Proprio nel nome delle api e di questa loro straordinaria capacità ‘architettonica’, sono stati realizzati da Green Island/Alveari Urbani, a cura della direttrice Claudia Zanfi, due progetti unici nel loro genere e presentati per la prima volta in Italia. Il primo è un teatro/osservatorio paesaggistico, completamente realizzato in materiali naturali, con gradoni in paglia, che consente di assistere a performance, spettacoli, teatrali, musica, comodamente seduti in mezzo alla natura, circondati da alberi, cespugli e….arnie d’artista.

L’installazione, che sarà visibile fino a metà Novembre, è stata realizzata nel nuovo Giardino Condiviso San Faustino, Zona Ortica Milano: oltre 20.000 mq di una area verde abbandonata, recuperata dal Municipio 3 di Milano, e affidata ad associazioni che si occupano di paesaggio e socialità. Il progetto del teatro è stato realizzato dagli studenti del master internazionale del Politecnico, guidati dal noto professore Richard Ingersoll, autore di ricerche sul tema dell’agri-architettura. A fare da cornice al bellissimo teatro, una serie di arnie d’artista, che hanno trovato spazio di fianco a un prato di rosmarini e salvie, il tutto allestito dal gruppo Atelier del Paesaggio per la salvaguardia delle api e degli impollinatori.

 

Il secondo progetto speciale è l’installazione del primo alveare urbano all’interno di un parco storico, nel Giardino di Villa Litta Lainate, di fianco al meraviglioso ninfeo ‘600esco e al viale di carpini più lungo  d’Italia. Il progetto, unico e lungimirante, fortemente voluto dall’amministrazione Comunale di Lainate e dalla direttrice del parco Paola Ferrario,  consente non solo laboratori didattici per bambini e famiglie, bensì la diffusione della biodiversità e delle fioriture all’interno del parco, grazie all’utile lavoro fornito dagli impollinatori. Non solo miele, quindi, bensì salvaguardia della natura e della vita!
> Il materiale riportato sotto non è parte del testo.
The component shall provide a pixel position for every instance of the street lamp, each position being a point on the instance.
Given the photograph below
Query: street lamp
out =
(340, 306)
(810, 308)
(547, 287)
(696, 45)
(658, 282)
1_Per visitare il primo TEATRO /OSSERVATORIO PAESAGGISTICO DI PAGLIA:

Giardino di San Faustino, via San Faustino 23, Zona Ortica Milano: aperto tutti i giorni ore 10-18 (per orario autunnale visitare il sito: www.giardinosanfaustino.com.

DOMENICA 28 OTTOBRE ore 15.00: Festa della Semina, con eventi e performance dedicate a questa tradizione. Momento speciale sarà la ‘Danza della semina’, movimento e consapevolezza corporea nella natura, a cura dell’associazione Danzaterapia.

2_Per visitare l’APIARIO D’ARTISTA a VILLA LITTA LAINATE, Largo Vittorio Veneto 12, Lainate (MI): aperto Sabato e Domenica ore 15.00/18.00 (per orario autunnale http://villalittalainate.it).

DOMENICA 21 OTTOBRE ore 15.00 laboratorio per famiglie sul meraviglioso mondo delle api e degli insetti impollinatori, percorso botanico e assaggio del miele di bosco. Sarà inoltre presentato il primo corso di apicoltura urbana per i giovani, promosso dal Comune di Lainate.

In collaborazione con Politecnico di Milano, TerraViva, Earth Service

https://atelierdelpaesaggio.wordpress.com/

http://www.amaze.it/AMAZE/it/it/news

 

Green Island è giunto alla sua 18a edizione! (www.amaze.it). Il programma nasce per promuovere una ricerca culturale sui paesaggi urbani contemporanei e le ecologie sociali, in una forma di dialogo tra società e territorio. GREEN ISLAND interpreta l’esigenza di valorizzare e ripensare nuove aree della città, per riflettere sul tema urgente dello spazio collettivo e del verde pubblico. Il suo intento è permettere ai cittadini di ritrovare un’armonia tra tessuto urbano e paesaggio. Il progetto supporta la riqualificazione territoriale con miglioramenti locali, in grado di conferire ai quartieri una progettualità di respiro internazionale. Green Island ha attivato una rete di oltre 100 realtà pubbliche e private; al progetto hanno aderito prestigiosi autori tra cui Andrea Branzi, Tom Matton, Lois Weinberger, i giovani Medusa Group. Tra le varie attività di GREEN ISLAND importanti libri monografici: sulle erbe spontanee (Flora Urbana); sui giardini d’artista (The Mobile Garden); sui nuovi paesaggi urbani (I giardini di Piet Oudolf).GREEN ISLAND ha vinto vari premi internazionali, tra cui EXPO in CITTA’ 2015.